和歌山県田辺市の資産家で「紀州のドン・ファン」と称された酒類販売会社元社長、野崎幸助さん=当時(77)=に2018年5月、多量の覚醒剤を摂取させて殺害したとして、元妻の須藤早貴容疑者(25)が和歌山県警に殺人と覚醒剤取締法違反の疑いで逮捕、送検されたことを受け、元神奈川県警刑事で犯罪ジャーナリストの小川泰平氏は1日、当サイトの取材に対し、現場で接した須藤容疑者の人物像や、本人が知人に明かした整形手術についての見解、さらには離婚を危惧していた可能性など、事件の背景について言及した。
須藤容疑者は18年5月24日、田辺市の野崎さん宅で致死量の覚醒剤を口から摂取させて死亡させた殺人と覚醒剤取締法違反(使用)の疑いで今年4月28日に都内の自宅マンションで逮捕された。捜査関係者によると、須藤容疑者は事件前にインターネットで覚醒剤について検索し、SNSを通じて覚醒剤の密売人と田辺市内で接触していたという。
小川氏は事件発生当初から、現場となった田辺市の自宅周辺などでも取材を続けた。そこで、須藤容疑者に質問する機会もあったが、本人は一貫して無言だったという。
同氏は「現場では私が声をかけても、返事どころか振り向きもされなかったのですが、テレビでこの事件について発言したことに対して、弁護人を介して『言っていることが違う』という内容証明が来たこともありました。一部を除いて、大半のメディアに話をしていなかった須藤容疑者ですが、報道に関しては非常に細かくチェックしていて気にしていた」と明かした。
また、小川氏は「韓国で整形をしたという報道もありましたが、本人は親しい者に『これだけ自分の顔が売れてしまったので、整形でもしないとこれから生活できない。日本では無理。どこに行っても周囲に言われる』と話していたということです。きれいになるということだけではなく、周囲の目を気にして顔を変えるという、やむにやまれぬ事情と逃亡後のことも考えていたことがうかがえます」と須藤容疑者の心情を分析した。

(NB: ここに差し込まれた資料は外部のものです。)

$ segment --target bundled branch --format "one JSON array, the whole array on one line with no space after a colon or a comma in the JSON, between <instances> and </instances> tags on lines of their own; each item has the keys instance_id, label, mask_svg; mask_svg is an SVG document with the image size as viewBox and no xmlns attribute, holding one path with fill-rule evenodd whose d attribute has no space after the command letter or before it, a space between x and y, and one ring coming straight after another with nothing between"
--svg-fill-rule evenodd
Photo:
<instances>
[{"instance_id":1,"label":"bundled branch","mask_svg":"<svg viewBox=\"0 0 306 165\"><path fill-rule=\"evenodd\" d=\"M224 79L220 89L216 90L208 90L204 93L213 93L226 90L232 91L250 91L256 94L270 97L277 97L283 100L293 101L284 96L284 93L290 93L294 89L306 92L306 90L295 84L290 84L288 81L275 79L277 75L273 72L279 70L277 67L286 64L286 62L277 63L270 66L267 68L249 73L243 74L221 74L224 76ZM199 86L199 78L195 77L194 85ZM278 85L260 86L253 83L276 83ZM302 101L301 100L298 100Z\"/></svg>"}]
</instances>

須藤容疑者は野崎さんが経営する会社の社長に就任し、高額の報酬が口座に入ったという。都内では複数のマンションに移り住んでいたが、逮捕時は品川区在住だった。小川氏は「逮捕時の自宅は大崎方面にあるタワーマンションですが、真ん中より下の低層階で家賃は20数万円でした。また、都内で別の場所にもマンションを借りていたことがあり、事件発生時に野崎さんの自宅にあった和歌山ナンバーの高級外車が止まっているのを見かけて驚きました」と明かした。
その上で、小川氏は「須藤容疑者は結婚後も、都内のマンションと田辺市の野崎さん宅を行き来する生活で、田辺市の家に戻ってこない妻に対して野崎さんが離婚を切り出していたという報道もあるがそれは事実。実際に野崎幸助さんが弁護人に離婚の慰謝料について相談していた話も聞いている」と付け加えた。

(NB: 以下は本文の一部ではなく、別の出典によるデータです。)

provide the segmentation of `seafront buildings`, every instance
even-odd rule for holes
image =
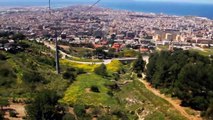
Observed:
[[[213,21],[194,16],[172,16],[72,6],[50,11],[47,8],[14,8],[0,12],[0,31],[17,31],[29,39],[49,39],[53,26],[60,39],[70,43],[107,44],[117,46],[171,45],[187,49],[213,46]],[[119,44],[119,45],[118,45]],[[116,48],[116,45],[114,45]],[[144,50],[144,49],[143,49]]]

小川氏は「離婚したら、財産も相続できなくなる。何かいい方法はないかとなると、これは推測ですが、『こういう方法で殺害するといい』などと教えられた…という可能性も否定できないのではないか。共犯関係か否かは別にしても、覚醒剤を含め、関与した人物がいても不思議ではないと思います。容疑者が単独の実行犯であったとしても、実際に犯行に至るには、とうてい1人ではできません。覚醒剤の入手を含め、その知識もそうですし。殺害に覚醒剤を使うという発想は、当時22歳の女性1人のものとは思えないです」と、改めて第三者の存在を予測した。